Esta es una historia real, aunque admito que podría resultarles inverosímil. De todos modos, la comparto con ustedes.
Como sabrán, Lima es una ciudad muy religiosa y su población rinde homenaje a decenas de santos y vírgenes. Pero quien concentra la mayor devoción católica es el Señor de Los Milagros. No me voy a detener a contar su historia. Baste decirles que en el mes de octubre de cada año, miles y miles de feligreses se agolpan en las calles del centro de Lima para acompañar las andas del Cristo Morado.
De niño, mi madre nos llevaba a mi hermana y a mí, todos los 18 de octubre, a la Procesión del Señor de Los Milagros. Luego de almorzar apresuradamente lo indispensable, sobrevivir a una hora de tormentoso viaje en bus y tras caminar unas 10 cuadras (desde la avenida Abancay hasta la Tacna, subiendo por La Colmena) sorteando todo tipo de ofrecimientos de los vendedores ambulantes, llegábamos al borde de la muchedumbre.
No me suelten la mano. Nos decía mi madre cada 10 minutos. Pase lo que pase, no me suelten la mano.
Cánticos dolientes de sahumadoras; rezos monótonos e inentendibles; cuadrillas de cargadores y músicos acompañando el lento andar del Cristo; ramos de flores, estampitas y rosarios; inciensos fragantes en mezcla divina con los olores a anticuchos y sobacos; pisotones y jaloneos; orines discurriendo por los bordes de las aceras, asfixia, vómito.
Aquella tarde del 18 de octubre, en la Procesión del Señor de Los Milagros, por alguna extraña razón se le ocurrió a mi madre avanzar hacia el anda del Cristo Morado, colocarse delante de su imagen y ofrecerle con infinito fervor una oración. Craso error.
Inició la travesía sin pensar nada más que en su propósito. No me suelten la mano. Repetía, mientras tiraba de nosotros.
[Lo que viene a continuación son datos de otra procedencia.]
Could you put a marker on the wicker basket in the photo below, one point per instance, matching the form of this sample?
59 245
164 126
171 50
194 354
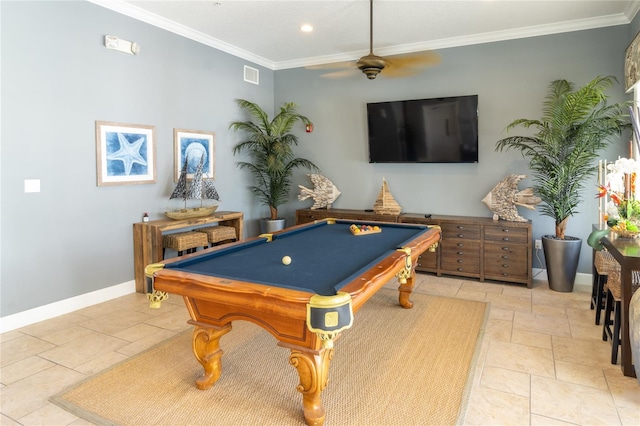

Señor mío, Dios mío, te encomiendo mi espíritu y los de mis hijos… La marea humana se hacía insoportable y sentía que me faltaba el aire… Creo en ti, Hijo de Dios salvador nuestro… Por unos segundos dejé de verla… Te damos gracia porque nos guías con tu palabra… Entré en pánico al sentir que la perdía… Te imploramos el don de la paz y la gloria eterna Señor… Apreté los dedos formando un puño y tiré, tiré, tiré con todas mis fuerzas para no separarme de ella, para no perderla … Amén.
Todos estos años que habito la margen derecha del río Rímac entre basurales, gallinazos y drogadictos, he esperado con ansias el mes de octubre con la ilusión de encontrarla entre la multitud de morado y correr hacia ella. Para mirar una vez más su rostro de ángel. Para besarla con ternura. Para pronunciar su nombre. Pero, sobre todo, para pedirle que me perdone, por haberme quedado con su mano.